I had to sign all the stupid consent forms while having contractions right on top of each other and getting my hep lock in my arm. It was horrid. Thankfully, Beau and my doula were running water in the tub for me and as soon as it was ready I got in. These were some of the worst contractions but the jets felt amazing. The lights were dim and everyone left us alone. The time in the tub felt like 5 minutes but I guess it was about 30 minutes. I felt some pressure or like I might need to push before ever getting in but it was starting to get hard to ignore. I told my doula and she got the nurse. I was going to have to get out to be checked so I just said I’d wait. I waited like 3 more contractions and then had the nurse come check me. I couldn’t ignore the urge to push at that point. I thought I was probably being crazy. It had only been about 45 minutes so I thought I’d be right back in the tub. Nope! I was 9cm with a bulging bag. They called for my OB.
Now I was stuck in the bed waiting. It was impossible to not push. I was also making tons of noise at this point. I’m sure women in other rooms were horrified. My OB came in pretty quickly. And they asked if I wanted her to break my water. I was scared of this. I feel like my labor with Finn might have turned out more like I wanted if I wouldn’t have let the Doctor break my water. My doula and my OB assured me that at this point it didn’t really matter and it might speed things along. They got the needle thing ready but as soon as my OB touched me it broke. No special device needed. Now it was time to really push. I pushed for a total of 13 minutes. I made lots of noise and said I couldn’t do it a few times. Everyone was so supportive and assured me I was doing it. No one told me when to push. I did it when I felt the need, which seemed like continuously. My OB was very hands off during the whole thing. The ring of fire is no joke, but it was so incredible to feel everything. Pushing seemed incredibly fast and endless all at the same time but then he was out and on my chest at 7:43pm. He cried loud right away. Finn didn’t and had fluid in his lungs so this was such a welcome sound. I couldn’t stop smiling and laughing. He was perfect and everything went perfectly.
His apgars were 9 and 10. He latched and nursed right away. He stayed on my chest for around an hour.
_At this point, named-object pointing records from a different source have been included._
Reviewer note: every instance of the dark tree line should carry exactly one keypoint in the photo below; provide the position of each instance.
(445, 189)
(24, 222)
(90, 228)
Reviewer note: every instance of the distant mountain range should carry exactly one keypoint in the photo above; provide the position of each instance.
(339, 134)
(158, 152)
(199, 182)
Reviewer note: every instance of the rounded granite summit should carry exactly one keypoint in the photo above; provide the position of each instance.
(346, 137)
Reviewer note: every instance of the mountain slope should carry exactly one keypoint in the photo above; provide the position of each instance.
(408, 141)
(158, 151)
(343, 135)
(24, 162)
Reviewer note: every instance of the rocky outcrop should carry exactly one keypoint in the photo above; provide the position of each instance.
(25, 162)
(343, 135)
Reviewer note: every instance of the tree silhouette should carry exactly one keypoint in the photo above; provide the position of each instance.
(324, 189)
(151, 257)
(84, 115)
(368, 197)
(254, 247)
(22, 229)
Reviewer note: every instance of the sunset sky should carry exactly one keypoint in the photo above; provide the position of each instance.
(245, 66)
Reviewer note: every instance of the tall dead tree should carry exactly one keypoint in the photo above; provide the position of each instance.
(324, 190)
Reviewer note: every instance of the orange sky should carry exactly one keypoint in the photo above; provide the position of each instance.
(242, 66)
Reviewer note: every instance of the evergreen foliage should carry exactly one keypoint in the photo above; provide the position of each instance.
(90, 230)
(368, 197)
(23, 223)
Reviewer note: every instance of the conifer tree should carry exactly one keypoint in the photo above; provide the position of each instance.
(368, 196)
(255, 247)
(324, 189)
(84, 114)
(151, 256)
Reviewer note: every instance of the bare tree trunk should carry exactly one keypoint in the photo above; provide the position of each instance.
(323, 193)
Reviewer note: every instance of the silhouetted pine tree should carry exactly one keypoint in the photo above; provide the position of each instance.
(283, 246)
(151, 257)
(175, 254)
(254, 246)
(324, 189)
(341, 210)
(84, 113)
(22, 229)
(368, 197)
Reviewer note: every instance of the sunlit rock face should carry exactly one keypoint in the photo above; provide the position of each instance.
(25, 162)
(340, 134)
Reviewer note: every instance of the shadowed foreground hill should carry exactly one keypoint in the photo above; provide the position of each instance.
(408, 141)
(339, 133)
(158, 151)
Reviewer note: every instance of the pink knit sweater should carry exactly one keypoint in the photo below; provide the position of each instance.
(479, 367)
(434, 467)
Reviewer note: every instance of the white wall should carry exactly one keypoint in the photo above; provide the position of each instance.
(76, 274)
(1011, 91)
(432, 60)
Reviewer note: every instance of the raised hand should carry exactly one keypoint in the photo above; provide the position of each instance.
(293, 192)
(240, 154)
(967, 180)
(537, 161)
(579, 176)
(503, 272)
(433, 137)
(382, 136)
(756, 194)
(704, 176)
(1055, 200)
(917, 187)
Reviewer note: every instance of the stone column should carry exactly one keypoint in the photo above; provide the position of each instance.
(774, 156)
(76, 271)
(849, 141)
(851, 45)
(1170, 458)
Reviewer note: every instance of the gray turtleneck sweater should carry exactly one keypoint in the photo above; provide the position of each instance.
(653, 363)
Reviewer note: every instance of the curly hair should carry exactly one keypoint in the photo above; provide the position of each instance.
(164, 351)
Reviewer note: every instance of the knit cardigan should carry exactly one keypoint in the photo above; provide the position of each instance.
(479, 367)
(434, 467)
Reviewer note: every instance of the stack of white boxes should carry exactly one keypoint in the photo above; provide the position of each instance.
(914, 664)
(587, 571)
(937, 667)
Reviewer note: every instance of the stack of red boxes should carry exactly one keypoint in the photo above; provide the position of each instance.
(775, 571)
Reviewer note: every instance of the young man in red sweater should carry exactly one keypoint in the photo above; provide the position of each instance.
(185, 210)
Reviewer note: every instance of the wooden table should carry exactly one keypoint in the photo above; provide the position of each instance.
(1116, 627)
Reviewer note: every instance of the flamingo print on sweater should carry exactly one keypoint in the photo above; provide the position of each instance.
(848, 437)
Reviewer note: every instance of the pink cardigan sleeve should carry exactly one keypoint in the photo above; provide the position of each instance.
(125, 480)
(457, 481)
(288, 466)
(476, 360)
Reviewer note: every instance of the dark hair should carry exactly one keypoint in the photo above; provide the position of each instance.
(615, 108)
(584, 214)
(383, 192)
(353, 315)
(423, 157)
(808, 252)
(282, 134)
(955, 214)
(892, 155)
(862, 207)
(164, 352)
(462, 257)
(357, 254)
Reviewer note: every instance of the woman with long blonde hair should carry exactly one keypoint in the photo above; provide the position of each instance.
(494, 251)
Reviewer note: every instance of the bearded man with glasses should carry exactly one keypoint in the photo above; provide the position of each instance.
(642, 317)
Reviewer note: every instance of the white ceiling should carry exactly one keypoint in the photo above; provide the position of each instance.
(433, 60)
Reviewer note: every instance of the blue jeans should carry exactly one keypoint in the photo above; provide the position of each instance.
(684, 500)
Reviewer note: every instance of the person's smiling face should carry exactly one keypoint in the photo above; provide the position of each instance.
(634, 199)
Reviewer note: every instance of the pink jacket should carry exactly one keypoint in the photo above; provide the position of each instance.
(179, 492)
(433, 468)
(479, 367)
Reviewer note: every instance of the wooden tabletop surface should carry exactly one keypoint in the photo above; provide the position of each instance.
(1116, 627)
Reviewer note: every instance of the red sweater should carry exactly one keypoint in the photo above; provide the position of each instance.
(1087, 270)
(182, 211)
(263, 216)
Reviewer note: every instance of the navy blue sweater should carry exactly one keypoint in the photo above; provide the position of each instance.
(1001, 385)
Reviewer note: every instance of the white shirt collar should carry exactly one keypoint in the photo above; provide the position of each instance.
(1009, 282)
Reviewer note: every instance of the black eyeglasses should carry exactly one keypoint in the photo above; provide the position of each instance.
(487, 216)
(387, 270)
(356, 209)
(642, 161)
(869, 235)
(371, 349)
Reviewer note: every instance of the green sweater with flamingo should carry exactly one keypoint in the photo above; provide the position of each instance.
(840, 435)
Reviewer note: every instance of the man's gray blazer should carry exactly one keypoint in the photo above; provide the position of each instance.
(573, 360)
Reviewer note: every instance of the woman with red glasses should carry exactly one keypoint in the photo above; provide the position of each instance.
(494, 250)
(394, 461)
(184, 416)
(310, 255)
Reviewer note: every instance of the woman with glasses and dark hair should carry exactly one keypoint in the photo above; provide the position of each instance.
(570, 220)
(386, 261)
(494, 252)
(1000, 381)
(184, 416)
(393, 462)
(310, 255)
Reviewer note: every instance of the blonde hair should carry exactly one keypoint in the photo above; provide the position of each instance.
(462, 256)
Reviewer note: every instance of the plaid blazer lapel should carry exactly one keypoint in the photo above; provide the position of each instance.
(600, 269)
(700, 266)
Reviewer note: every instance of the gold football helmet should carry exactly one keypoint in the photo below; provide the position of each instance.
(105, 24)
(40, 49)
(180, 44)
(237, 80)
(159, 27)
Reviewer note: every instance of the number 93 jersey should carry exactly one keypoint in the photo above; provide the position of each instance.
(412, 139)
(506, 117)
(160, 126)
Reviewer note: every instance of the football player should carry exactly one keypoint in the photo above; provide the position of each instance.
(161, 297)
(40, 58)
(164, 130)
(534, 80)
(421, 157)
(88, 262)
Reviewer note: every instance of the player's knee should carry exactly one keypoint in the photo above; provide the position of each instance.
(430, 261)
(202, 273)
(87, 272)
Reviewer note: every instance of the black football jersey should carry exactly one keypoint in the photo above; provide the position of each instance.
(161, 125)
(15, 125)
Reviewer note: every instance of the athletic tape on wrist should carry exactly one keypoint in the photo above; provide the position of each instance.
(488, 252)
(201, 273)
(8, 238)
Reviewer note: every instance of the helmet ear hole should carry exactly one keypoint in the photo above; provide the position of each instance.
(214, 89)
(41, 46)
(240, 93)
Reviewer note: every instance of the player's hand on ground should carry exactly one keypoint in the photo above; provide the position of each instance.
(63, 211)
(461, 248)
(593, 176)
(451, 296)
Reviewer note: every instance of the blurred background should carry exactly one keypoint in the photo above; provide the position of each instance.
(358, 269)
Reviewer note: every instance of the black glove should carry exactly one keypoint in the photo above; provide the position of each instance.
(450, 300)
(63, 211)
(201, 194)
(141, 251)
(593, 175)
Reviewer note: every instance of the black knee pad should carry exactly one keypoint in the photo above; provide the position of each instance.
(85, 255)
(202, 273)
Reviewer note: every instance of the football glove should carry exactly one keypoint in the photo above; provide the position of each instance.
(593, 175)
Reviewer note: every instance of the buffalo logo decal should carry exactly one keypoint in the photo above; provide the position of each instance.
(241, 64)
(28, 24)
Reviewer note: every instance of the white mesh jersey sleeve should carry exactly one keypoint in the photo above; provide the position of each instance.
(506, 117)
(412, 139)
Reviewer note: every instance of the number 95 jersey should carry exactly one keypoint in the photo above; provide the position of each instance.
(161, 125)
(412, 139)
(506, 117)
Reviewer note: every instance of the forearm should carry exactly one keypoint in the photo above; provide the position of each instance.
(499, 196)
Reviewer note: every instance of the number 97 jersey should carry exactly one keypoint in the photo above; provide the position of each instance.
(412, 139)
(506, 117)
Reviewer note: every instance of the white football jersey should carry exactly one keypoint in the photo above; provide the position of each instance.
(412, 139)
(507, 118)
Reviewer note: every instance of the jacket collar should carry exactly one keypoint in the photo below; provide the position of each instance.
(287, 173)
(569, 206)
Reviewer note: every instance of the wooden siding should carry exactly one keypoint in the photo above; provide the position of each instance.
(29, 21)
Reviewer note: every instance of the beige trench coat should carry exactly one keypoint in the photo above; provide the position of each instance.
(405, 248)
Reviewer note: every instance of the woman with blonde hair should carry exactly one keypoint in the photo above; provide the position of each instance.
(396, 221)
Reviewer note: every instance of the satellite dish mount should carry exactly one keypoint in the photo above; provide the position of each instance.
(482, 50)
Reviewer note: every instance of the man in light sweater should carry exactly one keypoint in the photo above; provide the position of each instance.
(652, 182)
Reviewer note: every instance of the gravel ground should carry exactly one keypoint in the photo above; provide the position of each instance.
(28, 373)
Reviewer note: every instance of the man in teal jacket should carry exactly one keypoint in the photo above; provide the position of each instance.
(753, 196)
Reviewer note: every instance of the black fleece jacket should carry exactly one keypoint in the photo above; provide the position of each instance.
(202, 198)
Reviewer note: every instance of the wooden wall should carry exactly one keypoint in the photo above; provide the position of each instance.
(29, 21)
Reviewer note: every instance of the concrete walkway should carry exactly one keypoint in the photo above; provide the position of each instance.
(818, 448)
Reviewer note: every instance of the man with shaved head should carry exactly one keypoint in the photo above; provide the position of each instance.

I hemorrhaged with Finn so they were prepared for that this time. It seemed like it took awhile to deliver the placenta and then my OB spent a ton of time massaging my uterus (ouch!) and slowing the bleeding down. I ended up getting pitocin, cytotec, and something else that was injected in my leg. Finally after an hour or so it slowed down. I didn’t tear at all. Just some scrapes. We had an uneventful hospital stay and got to come home after 2 nights.
I really couldn’t have asked for a better birth experience this time. I’m beyond thrilled with how everything turned out.
Rowan Christopher was 8lbs 3oz and 20 inches long.